Reputation: 10570
I am extracting some values from a website, and when I just take the text as it is, i get this results:
u'Used Car for Sale \xa0\xa0 - \xa0'
notice the u
but when I do .encode("utf-8")
i got this value:
'Used Car for Sale \xc2\xa0\xc2\xa0 - \xc2\xa0'
notice there is no u
are these two values the same?
I want to store the value, which one should I store please?
Upvotes: 0
Views: 89
Reputation: 4379
In python 2, they both inherit from basestring
but they are not of the same type, one is unicode
and the other str
. So not comparable and not the same.
Unless you are using python 3 in which strings are unicode by default, the following is true:
u'Used Car for Sale \xa0\xa0 - \xa0' == 'Used Car for Sale \xa0\xa0 - \xa0'
but the following is not:
u'Used Car for Sale \xa0\xa0 - \xa0' == 'Used Car for Sale \xa0\xa0 - \xa0'.encode('utf-8')
since the encoded one's type is bytes, so again not comparable.
I would say how you store it depends on a number of reasons.

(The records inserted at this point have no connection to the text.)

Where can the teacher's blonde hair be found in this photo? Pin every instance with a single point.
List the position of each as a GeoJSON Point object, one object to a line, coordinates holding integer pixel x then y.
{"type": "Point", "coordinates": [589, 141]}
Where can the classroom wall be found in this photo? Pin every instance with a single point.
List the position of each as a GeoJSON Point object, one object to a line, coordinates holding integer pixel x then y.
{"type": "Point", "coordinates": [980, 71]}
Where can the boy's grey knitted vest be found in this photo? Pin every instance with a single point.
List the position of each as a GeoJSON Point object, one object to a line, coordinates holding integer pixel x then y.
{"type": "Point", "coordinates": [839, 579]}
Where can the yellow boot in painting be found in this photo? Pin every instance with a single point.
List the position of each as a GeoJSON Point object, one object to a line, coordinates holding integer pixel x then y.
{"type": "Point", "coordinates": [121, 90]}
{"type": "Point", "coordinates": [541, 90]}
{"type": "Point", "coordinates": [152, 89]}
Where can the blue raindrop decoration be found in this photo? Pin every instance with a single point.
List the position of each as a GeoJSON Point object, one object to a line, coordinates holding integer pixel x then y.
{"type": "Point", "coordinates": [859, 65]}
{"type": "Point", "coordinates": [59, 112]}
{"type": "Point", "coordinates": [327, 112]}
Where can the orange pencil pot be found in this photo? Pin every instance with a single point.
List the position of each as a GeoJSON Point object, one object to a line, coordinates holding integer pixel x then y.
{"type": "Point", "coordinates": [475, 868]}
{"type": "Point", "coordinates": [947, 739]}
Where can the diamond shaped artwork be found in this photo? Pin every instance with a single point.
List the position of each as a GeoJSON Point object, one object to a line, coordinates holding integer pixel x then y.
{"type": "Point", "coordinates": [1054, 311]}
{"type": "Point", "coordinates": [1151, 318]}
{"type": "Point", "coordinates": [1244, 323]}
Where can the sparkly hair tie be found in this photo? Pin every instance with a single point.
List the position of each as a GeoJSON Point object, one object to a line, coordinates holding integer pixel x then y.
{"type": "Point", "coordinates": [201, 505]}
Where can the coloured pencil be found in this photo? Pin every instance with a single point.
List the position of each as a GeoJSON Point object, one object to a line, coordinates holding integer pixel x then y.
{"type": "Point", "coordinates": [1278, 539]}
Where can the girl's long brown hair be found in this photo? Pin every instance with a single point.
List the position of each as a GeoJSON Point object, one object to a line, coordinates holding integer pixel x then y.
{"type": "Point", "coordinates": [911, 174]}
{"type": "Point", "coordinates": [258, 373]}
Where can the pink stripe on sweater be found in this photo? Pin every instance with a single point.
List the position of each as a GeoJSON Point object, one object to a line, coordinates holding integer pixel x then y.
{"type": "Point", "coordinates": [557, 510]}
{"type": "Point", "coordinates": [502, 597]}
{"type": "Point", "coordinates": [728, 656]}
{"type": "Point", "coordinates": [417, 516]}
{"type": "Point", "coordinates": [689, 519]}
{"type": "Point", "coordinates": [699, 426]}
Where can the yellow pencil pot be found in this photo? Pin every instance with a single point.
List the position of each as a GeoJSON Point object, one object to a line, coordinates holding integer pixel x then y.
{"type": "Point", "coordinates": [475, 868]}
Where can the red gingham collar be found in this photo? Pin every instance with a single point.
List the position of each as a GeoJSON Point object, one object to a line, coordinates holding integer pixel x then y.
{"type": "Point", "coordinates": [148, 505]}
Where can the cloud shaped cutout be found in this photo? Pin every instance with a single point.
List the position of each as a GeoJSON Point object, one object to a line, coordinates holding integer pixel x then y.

Maybe you want to preserve the text exactly as you received it or you want to clean it up before displaying it somewhere where these encodings don't matter or add noise, i.e. replace \xa0
with spaces etc.
Also, check out this excellent answer as it explains in detail their difference - maybe that helps you reach a decision: Python str vs unicode types
Upvotes: 1
Reputation: 231
The strings are actually of different types (unicode
and str
respectively), so they're not the same.
As for storage, that depends on where and how you are going to do it, but it's ultimately going to have to be encoded somehow (and obviously decoded when retrieving it).
Upvotes: 0